There were hundreds of prayer wheels at Drepung Monastery in Lhasa, Tibet. Tibetans, visiting the monastery, hurried from prayer wheel to prayer wheel spinning each one with a practiced hand, then running up the path to the next one. Some of the people carried a thermos filled with ghee which they poured into the flickering butter lamps set before statues of the Buddha.
I tried many times to get a good shot of someone spinning the prayer wheels.
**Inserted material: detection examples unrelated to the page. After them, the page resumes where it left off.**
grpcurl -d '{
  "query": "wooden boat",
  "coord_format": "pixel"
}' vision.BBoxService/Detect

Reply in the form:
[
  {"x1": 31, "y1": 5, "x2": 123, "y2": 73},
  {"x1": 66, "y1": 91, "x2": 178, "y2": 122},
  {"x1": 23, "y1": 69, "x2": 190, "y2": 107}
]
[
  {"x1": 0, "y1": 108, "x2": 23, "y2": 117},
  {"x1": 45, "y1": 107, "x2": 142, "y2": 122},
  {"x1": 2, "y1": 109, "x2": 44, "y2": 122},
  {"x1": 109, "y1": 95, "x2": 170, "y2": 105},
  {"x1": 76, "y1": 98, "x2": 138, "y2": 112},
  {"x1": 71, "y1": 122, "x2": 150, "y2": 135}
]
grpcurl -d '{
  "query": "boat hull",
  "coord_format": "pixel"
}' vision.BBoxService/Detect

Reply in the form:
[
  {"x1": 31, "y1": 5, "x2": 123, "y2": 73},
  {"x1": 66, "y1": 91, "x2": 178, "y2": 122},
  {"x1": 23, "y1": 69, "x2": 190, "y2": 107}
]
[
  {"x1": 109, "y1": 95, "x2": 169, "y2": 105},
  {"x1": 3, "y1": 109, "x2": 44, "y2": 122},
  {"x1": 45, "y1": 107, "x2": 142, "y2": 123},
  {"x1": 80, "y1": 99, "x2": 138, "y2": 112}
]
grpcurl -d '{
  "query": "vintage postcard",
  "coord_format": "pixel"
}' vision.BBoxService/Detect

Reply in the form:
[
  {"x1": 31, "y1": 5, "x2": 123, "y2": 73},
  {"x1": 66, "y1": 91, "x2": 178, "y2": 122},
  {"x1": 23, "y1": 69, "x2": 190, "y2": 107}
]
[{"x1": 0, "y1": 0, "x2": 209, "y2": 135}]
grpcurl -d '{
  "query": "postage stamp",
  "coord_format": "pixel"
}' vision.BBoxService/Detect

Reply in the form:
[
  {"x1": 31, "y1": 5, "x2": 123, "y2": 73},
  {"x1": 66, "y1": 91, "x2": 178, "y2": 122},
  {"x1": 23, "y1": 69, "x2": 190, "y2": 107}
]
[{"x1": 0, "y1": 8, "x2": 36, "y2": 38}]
I had to rely on luck: being in the right position at the right time. That is how it goes on a tour. You’ve got a limited amount of time to see a certain place and you want to see it. You also want to get some photos. It didn’t occur to me at the time, but maybe I should have turned a few prayer wheels myself.
Altitude sickness was a problem for me in Tibet. I seemed to be the only sufferer in my group…my head splitting open with pain, nauseated, overcome by a deep sleep whenever I was in a sitting position. A woman on the trip felt sorry for me or else wanted to practice her ‘laying on of hands’. I let her do it. I was desperate and also grateful that someone wanted to help me. Although she said she was a nurse, she told me that my symptoms were due to anxiety. Right away I didn’t have any faith in her abilities. My brain was swollen…that’ll give you symptoms that you can’t ignore.
She passed her hands over my body for five minutes or so as I lay on my bed. I told her I felt better, but I didn’t really. I thought at least one of us should feel good and it was easier to make her feel better than it was to feel better myself.